Availity is a healthcare technology company that delivers revenue cycle and related business solutions for healthcare professionals. As a Platform Engineer IV, you will lead observability practices and ensure the health and stability of critical infrastructure systems that support U.S. healthcare services.
Responsibilities:
- Own and evolve our observability practices at enterprise scale
- Lead the tooling and support for observability and logging services (New Relic, Splunk, Cribl, OpenTelemetry) with reliability as your north star
- Oversee the delivery of automated deployment solutions for observability tools and governance that ensures observability coverage for mission-critical internal platforms in our AWS private cloud
- Guide and mentor engineers while setting the bar for operational excellence
- Provide technical leadership for the infrastructure engineering and operations team focused on observability services
- Owning and advancing the observability practices implemented across all enterprise technology groups
- Managing observability and logging platforms including:
- Splunk (EKS + on-prem components, forwarders, deployment server)

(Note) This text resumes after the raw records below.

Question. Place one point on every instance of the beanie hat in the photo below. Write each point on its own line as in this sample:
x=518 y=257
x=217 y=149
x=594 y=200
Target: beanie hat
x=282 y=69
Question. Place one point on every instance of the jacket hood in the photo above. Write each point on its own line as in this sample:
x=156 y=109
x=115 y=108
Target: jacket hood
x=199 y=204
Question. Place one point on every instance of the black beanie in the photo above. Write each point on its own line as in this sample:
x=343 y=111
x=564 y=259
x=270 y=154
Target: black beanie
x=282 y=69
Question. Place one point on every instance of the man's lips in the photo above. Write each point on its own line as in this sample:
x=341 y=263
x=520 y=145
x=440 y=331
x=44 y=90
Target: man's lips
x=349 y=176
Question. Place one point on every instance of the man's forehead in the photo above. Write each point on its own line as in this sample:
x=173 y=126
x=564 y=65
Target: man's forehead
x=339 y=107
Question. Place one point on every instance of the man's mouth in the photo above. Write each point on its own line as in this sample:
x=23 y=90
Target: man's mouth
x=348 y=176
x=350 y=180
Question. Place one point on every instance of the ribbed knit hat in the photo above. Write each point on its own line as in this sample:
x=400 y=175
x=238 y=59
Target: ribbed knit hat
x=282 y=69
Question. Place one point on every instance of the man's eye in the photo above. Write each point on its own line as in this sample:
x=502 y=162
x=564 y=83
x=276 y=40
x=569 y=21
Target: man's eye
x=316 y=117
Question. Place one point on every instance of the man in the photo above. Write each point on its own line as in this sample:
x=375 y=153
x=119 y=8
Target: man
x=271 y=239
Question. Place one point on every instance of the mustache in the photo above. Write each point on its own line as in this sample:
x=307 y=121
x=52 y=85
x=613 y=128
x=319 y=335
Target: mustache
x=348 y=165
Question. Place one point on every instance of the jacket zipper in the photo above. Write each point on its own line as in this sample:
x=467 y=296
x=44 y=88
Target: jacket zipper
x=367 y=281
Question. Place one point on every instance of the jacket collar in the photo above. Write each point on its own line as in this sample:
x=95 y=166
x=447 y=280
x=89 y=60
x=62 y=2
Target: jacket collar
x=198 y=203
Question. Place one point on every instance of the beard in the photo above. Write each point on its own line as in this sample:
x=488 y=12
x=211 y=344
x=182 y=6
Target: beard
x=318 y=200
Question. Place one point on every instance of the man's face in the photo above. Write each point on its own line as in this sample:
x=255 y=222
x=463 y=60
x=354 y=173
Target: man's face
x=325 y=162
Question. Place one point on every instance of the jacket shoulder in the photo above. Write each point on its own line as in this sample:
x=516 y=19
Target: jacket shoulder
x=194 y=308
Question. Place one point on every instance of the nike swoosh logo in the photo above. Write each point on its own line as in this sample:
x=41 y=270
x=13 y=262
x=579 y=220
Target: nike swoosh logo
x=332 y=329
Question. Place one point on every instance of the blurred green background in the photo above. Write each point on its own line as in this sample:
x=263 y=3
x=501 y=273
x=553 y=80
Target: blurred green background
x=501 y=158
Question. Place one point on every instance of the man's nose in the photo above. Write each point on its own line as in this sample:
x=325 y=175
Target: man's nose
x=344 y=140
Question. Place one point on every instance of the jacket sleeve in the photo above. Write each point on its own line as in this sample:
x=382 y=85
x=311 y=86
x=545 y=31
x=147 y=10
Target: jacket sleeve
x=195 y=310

- Cribl operational pipelines (EKS-based)
- New Relic SaaS integrations and Prometheus data ingestion
- OpenTelemetry & KubeLogging/Banzai Operator for distributed tracing and logging pipelines
- Prometheus/Grafana migrations from on-prem OCP to AWS for metrics scraping and synthetic monitoring
- Overseeing observability deployment solutions for platforms hosted in AWS
- Driving infrastructure-as-code practices (Terraform, Helm, Ansible) for repeatable deployments and environment consistency
- Collaborating with engineering, middleware, and product teams to define clear ownership, reduce friction, and ensure platform services enable—not block—delivery
- Ensuring upgrades, patching, and platform updates are proactively planned and executed without business disruption
- Setting reliability targets and defining operational metrics (availability, latency, error budgets) in line with SRE methodologies
Requirements:
- Bachelor's degree in computer science or related field, or equivalent work experience
- 7-10 years of relevant technical and business experience in IT systems delivery, operations, and support (preferably in healthcare or high-transaction environments)
- 3+ years of experience leading technical engineering efforts involving implementation and management of IT systems
- Hands-on expertise with leading observability practices and architecture across enterprise and at scale
- Managing observability platforms and monitoring tools: Splunk, Cribl, Prometheus/Grafana, OpenTelemetry, New Relic
- Terraform, Helm, and AWS services (VPC, IAM, EC2, EKS, Istio)
- Experience bridging infrastructure and development teams, ensuring alignment of roadmaps and goals
- Strong leadership skills with the ability to motivate and guide technical teams
- Excellent communication skills, with the ability to explain complex technical concepts to both technical and non-technical stakeholders
- SaaS experience supporting large-scale, mission-critical systems
- Familiarity with IaC application deployment pipelines for packaged software (commercial and open source) and re-platforming to cloud-native environments
- Knowledge of service mesh concepts (Istio, Linkerd, etc.)
- Background in metrics-driven reliability engineering (SLOs, SLIs, error budgets)
- Experience with scripting/programming (JavaScript for Cribl, Python, etc.)